WANDHOFEN Die Brücke an der Holzstraße soll gebaut werden. In diesem Punkt waren sich die Mitglieder des Finanzausschusses einig.

von Von Heiko Mühlbauer

, 28.08.2008
Rückkehr der Brückenpläne

Weil sie nicht mehr sicher genug ist, wurde die Brücke bereits Mitte der 90-er für den Autoverkehr gesperrt.

Ob man allerdings die dadurch entstehenden Mehrkosten aus den Mitteln für den Bau eines Kleinspielfeldes für die Gesamtschule nehmen darf war im Finanzausschuss höchst umstritten. Dabei schien die Vorgabe für Kämmerer Peter Schubert höchst einfach: Die seit Mitte der 90-er Jahre für Autos gesperrte Brücke über die Eisenbahnschienen am nördlichen Rand Wandhofens ist nicht mehr verkehrssicher und muss über kurz oder lang abgebrochen werden. Dafür würde das Land keinen Cent zahlen.

 Wenn man allerdings die Brücke als Radweg saniert, ist mit erheblichen Landeszuschüssen zu rechnen. Die hätte man auch schon längst kassiert, wenn bei der Planung und Kostenschätzung nicht alles aus dem Ruder gelaufen wäre. Mehrmals steigerten sich die Kosten, zuletzt weil das Planungsbüro einen Schutz vor der Oberleitung der Eisenbahn vergessen hatte. Als letzte Chance, das Geld aus Düsseldorf nicht verfallen zu lassen, schlug Kämmerer Peter Schubert jetzt den Bau einer Brücke aus Fertigteilen vor.
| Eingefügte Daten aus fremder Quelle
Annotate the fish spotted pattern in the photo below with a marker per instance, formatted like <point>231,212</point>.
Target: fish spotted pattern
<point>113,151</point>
Deren Kosten seien mit 498 000 Euro relativ fest kalkulierbar. Um aber den Eigenanteil von 172 000 Euro zu finanzieren, schlug der Kämmerer vor, das Geld für den Sportplatz zu nehmen. Der könne ohnehin nicht gebaut werden, weil es noch kein Planungsrecht gibt. Das stieß einigen Politikern sauer auf. Vor allem, weil man schließlich bereits 2005 den Bau des Platzes als Kompromiss mit der Schule vereinbart hatte. Marcus Droll (SPD) warf der Verwaltung Untätigkeit vor. CDU-Finanzexperte Ulrich Stirnberg verlangte von der SPD im Gegenzug einen anderen Deckungsvorschlag.

Letztlich einigte man sich aber doch darauf, dass die Mittel für die Brücke bereit gestellt werden sollen und die Verwaltung bis zur Ratssitzung am kommenden Mittwoch nach einem besseren Deckungsvorschlag suchen soll. Wo der herkommt, steht aber in den Sternen. „Ich habe schon überall geprüft“, betonte der Kämmerer.